First thing I did was reduce the universe of stocks to a manageable number:
$15-100, DailyATR(20) > .75, averagevolume(30) >1,500,000
THen I had an intraday indicator created for TS that had inputs available for OR timeframe, # of days back to look at, and other criteria.
I used anywhere from 75-100 trading days as a lookback period (anymore isnt relative from a daytrding perspective I think. Correct me if I am wrong. The idea is to have a large enough sample size, but not too far back where its looking at environments that arent relative to what is happening recently)
I then had it tell me:
1) how many of those days was the OR/dailyATR ratio (an input is there to specify how many days for the atr is used)
less than .25 (using .25 as an example. its another input)
2) for each day that fulfilled THAT criteria, what % of THOSE days did the stock gain OR lose x% at some point in the day.
(I later changed #2 to not work on a % move comparison, but on a % of that denominator as a move.. (ie open + 65% of the daily ATR, and open - 65% of the ATR.
Regardless of the crtieria you determine to be a comparison for a"move" it was giving me an idea of what had happened behaviorally with stocks and the OR.
What I found was this. With an OR of 4 minutes, you obviously had a higher occurence of a tighter range (obviously) than 8 minutes. But you usually when that happened, 30-45% of the time it reached 3.5% - 4% intraday move..
(and this was after sorting results to most favorable, and focusing on that small portion)
Using 65% of the daily ATR, it was even less. The reason I stopped using the % move is that often % moves were too close to my "A levels", so I thought using a % of the ATR might make more sense.
After reviewing this for a bit, it does seem like low OR/ATR ratios arent that useful for finding moves.

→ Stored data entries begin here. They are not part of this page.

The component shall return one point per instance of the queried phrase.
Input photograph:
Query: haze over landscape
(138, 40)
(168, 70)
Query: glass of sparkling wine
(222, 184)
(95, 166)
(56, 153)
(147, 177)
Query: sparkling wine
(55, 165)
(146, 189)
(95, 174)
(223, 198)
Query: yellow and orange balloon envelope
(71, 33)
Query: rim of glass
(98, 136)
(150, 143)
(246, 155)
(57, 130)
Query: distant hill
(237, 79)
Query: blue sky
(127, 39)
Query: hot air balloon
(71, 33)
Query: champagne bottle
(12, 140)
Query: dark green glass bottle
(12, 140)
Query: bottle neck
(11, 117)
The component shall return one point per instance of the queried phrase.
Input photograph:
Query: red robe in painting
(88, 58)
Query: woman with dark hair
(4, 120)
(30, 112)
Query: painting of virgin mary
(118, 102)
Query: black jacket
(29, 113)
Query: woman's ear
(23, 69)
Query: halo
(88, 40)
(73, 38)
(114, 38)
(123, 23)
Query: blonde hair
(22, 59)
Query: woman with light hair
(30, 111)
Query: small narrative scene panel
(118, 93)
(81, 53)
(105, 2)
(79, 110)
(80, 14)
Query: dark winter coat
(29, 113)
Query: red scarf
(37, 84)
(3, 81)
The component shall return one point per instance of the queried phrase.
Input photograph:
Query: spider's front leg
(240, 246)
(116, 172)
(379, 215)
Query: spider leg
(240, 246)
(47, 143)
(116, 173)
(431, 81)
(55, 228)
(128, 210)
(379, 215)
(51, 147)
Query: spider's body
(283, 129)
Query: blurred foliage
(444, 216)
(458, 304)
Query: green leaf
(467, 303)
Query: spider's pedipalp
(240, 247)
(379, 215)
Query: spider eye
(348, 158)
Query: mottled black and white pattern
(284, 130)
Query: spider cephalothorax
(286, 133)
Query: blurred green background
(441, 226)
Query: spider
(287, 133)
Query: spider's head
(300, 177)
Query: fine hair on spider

However, I do think that tight OR's DO seem helpful in keeping a favorable risk reward setup. So if that is the intent, then yes it can be useful. I do believe that this info probably be used to find a strategy that works around keeping a favorable R/R, I just havent come up with it yet...
I am in the process now of coming up with a 30 day numberline, but dont know how feasible it is.. I have to talk to the programmer I know b/c coming up with that is way over my head from a programming perspective..
I am also trying to incorporate weekly, and monthly levels into my planning, as well as comparing how certain stocks are behaving relative to the overall market. Both things people on this thread (mainly Mav) have mentioned. I am using both 10 day relative strength, and intraday RS vs the S&P for that.
My biggest problem is that I am trying to work on many variables at once. I realize this lol.